Recurrent laryngeal nerve injury in thyroid surgery: a review
Article first published online: 18 SEP 2012
© 2012 The Authors. ANZ Journal of Surgery © 2012 Royal Australasian College of Surgeons
ANZ Journal of Surgery
Volume 83, Issue 1-2, pages 15–21, January-February 2013
How to Cite
Hayward, N. J., Grodski, S., Yeung, M., Johnson, W. R. and Serpell, J. (2013), Recurrent laryngeal nerve injury in thyroid surgery: a review. ANZ Journal of Surgery, 83: 15–21. doi: 10.1111/j.1445-2197.2012.06247.x
- Issue published online: 27 JAN 2013
- Article first published online: 18 SEP 2012
- Manuscript Accepted: 4 JUN 2012
- intraoperative monitoring;
- recurrent laryngeal nerve;
- recurrent laryngeal nerve palsy;
- vocal cord paralysis
Recurrent laryngeal nerve palsy (RLNP) is an important and potentially catastrophic complication of thyroid surgery. Permanent RLNP occurs in 0.3–3% of cases, with transient palsies in 5–8%. A literature review and analysis of recent data regarding RLNP in thyroid surgery was performed, with particular focus on the identification of high-risk patients, the role of intraoperative identification and dissection of the nerve, and the role of intraoperative neuromonitoring (IONM) and optimal perioperative nerve assessment. In conjunction with the review, data from the Monash University/Alfred Hospital Endocrine Surgery Unit between January 2007 and October 2011 were retrospectively analysed, including 3736 consecutive nerves at risk (NAR).
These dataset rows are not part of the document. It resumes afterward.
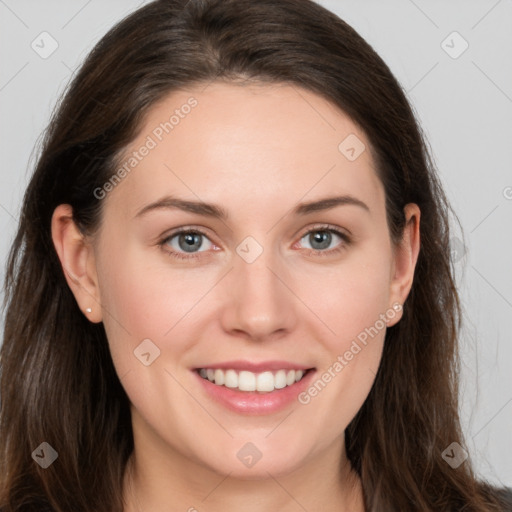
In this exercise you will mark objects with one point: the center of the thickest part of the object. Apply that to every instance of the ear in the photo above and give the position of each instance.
(404, 263)
(77, 259)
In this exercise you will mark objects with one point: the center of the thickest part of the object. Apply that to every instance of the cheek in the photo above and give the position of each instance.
(350, 297)
(142, 298)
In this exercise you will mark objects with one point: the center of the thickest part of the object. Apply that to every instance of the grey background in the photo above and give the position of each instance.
(465, 108)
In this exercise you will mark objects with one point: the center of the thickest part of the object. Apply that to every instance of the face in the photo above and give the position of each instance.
(247, 246)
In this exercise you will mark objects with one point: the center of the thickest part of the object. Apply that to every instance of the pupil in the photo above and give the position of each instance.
(190, 241)
(323, 238)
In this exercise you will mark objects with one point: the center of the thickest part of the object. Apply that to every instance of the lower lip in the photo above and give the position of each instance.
(253, 402)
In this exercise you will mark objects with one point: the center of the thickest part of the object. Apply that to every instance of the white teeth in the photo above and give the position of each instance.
(231, 379)
(264, 382)
(219, 377)
(246, 381)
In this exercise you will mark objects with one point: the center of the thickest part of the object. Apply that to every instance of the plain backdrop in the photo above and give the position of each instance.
(454, 59)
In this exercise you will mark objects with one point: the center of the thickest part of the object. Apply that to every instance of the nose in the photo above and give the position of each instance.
(259, 303)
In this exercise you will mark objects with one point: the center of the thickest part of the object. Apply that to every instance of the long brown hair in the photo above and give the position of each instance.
(58, 383)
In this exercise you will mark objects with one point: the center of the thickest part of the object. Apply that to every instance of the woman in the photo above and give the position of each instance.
(220, 295)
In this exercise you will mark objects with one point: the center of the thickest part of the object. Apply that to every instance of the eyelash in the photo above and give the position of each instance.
(311, 252)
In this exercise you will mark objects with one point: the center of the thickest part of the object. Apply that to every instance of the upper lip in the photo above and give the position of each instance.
(250, 366)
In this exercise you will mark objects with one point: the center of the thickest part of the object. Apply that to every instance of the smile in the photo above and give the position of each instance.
(264, 382)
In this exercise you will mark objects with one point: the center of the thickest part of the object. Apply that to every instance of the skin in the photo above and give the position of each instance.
(258, 151)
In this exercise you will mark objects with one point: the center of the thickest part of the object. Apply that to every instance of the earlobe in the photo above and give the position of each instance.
(77, 260)
(405, 258)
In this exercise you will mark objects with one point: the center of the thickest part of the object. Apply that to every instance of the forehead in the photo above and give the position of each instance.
(259, 142)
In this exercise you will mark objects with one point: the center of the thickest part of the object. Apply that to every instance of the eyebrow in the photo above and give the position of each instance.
(216, 211)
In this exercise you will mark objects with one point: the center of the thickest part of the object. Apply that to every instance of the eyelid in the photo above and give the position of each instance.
(344, 234)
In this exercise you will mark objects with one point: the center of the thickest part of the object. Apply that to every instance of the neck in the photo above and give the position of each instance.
(319, 486)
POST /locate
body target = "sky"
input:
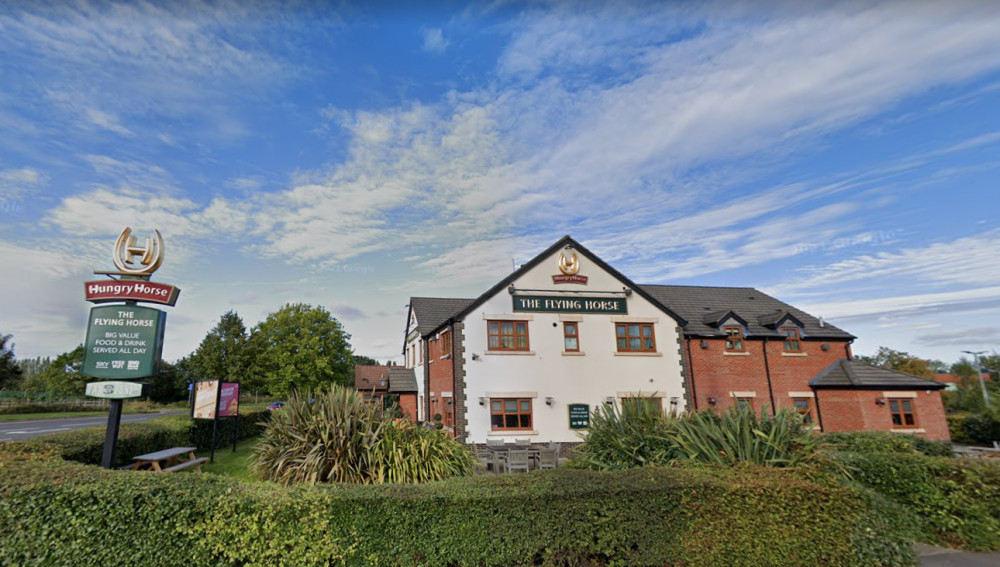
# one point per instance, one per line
(841, 157)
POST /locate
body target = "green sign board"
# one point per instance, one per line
(575, 304)
(123, 342)
(579, 416)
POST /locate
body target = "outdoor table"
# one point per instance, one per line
(168, 460)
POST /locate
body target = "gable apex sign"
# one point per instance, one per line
(569, 266)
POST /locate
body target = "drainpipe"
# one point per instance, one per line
(694, 394)
(767, 372)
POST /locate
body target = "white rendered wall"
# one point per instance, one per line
(588, 378)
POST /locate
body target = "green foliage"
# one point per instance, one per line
(637, 435)
(900, 361)
(57, 513)
(953, 502)
(62, 377)
(10, 371)
(869, 442)
(87, 445)
(339, 437)
(301, 348)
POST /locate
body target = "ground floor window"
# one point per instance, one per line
(803, 408)
(902, 412)
(510, 413)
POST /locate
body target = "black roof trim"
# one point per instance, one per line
(561, 243)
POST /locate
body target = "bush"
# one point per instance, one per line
(57, 513)
(338, 436)
(87, 445)
(953, 502)
(868, 442)
(638, 435)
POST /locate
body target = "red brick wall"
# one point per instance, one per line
(856, 410)
(716, 373)
(441, 373)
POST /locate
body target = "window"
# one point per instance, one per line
(510, 413)
(571, 337)
(792, 336)
(734, 338)
(637, 404)
(445, 344)
(507, 335)
(803, 409)
(635, 337)
(902, 412)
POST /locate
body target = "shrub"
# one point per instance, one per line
(885, 442)
(953, 502)
(340, 437)
(51, 511)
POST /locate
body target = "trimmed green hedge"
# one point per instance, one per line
(54, 512)
(952, 502)
(87, 445)
(885, 442)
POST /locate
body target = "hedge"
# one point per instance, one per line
(54, 512)
(951, 502)
(87, 445)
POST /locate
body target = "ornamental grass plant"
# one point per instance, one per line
(338, 436)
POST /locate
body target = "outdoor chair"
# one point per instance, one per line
(548, 459)
(517, 459)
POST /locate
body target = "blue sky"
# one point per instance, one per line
(843, 158)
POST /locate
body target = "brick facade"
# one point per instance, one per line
(857, 410)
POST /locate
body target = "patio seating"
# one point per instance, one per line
(517, 459)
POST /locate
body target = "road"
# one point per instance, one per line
(26, 429)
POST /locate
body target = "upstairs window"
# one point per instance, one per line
(507, 335)
(734, 338)
(792, 336)
(571, 337)
(635, 337)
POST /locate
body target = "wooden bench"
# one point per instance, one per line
(196, 463)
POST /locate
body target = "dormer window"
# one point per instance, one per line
(734, 338)
(792, 336)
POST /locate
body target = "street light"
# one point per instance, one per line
(979, 373)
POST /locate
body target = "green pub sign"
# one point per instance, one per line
(554, 304)
(123, 342)
(579, 416)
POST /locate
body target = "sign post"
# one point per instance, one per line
(125, 341)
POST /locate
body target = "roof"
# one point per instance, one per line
(393, 379)
(848, 374)
(371, 377)
(703, 305)
(432, 312)
(561, 243)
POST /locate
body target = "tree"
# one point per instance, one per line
(301, 347)
(899, 361)
(62, 377)
(10, 371)
(224, 353)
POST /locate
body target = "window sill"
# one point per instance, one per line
(638, 353)
(510, 432)
(510, 352)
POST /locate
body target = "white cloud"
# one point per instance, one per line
(434, 41)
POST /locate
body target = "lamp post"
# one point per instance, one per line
(979, 374)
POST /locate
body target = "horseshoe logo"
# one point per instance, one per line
(151, 254)
(570, 265)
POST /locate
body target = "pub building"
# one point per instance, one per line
(566, 333)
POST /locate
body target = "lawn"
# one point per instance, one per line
(230, 463)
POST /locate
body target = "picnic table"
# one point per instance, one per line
(168, 460)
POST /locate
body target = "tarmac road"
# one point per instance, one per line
(28, 428)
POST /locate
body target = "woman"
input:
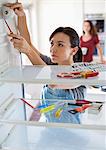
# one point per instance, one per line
(89, 41)
(64, 50)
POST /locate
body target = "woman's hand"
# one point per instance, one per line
(17, 7)
(20, 43)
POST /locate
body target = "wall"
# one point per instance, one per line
(55, 13)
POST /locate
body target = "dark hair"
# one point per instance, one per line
(93, 31)
(74, 40)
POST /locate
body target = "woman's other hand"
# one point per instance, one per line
(17, 8)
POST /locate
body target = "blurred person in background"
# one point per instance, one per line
(89, 41)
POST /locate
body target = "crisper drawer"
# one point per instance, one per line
(31, 137)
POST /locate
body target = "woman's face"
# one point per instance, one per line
(86, 27)
(60, 49)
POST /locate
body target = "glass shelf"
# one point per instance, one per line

The current literature and our data confirm that patients undergoing re-operative thyroid surgery and thyroid surgery for malignancies are at increased risk of RLNP. Intraoperative visualization and capsular dissection of the RLN remain the gold standard for intraoperative care during thyroid surgery for reducing RLNP risk. IONM should not be used as the sole mechanism for identifying and preserving the nerve, although it can be used to aid in the identification and dissection of the nerve, and may aid in nerve protection in high-risk cases including cancer surgery and re-operative surgery.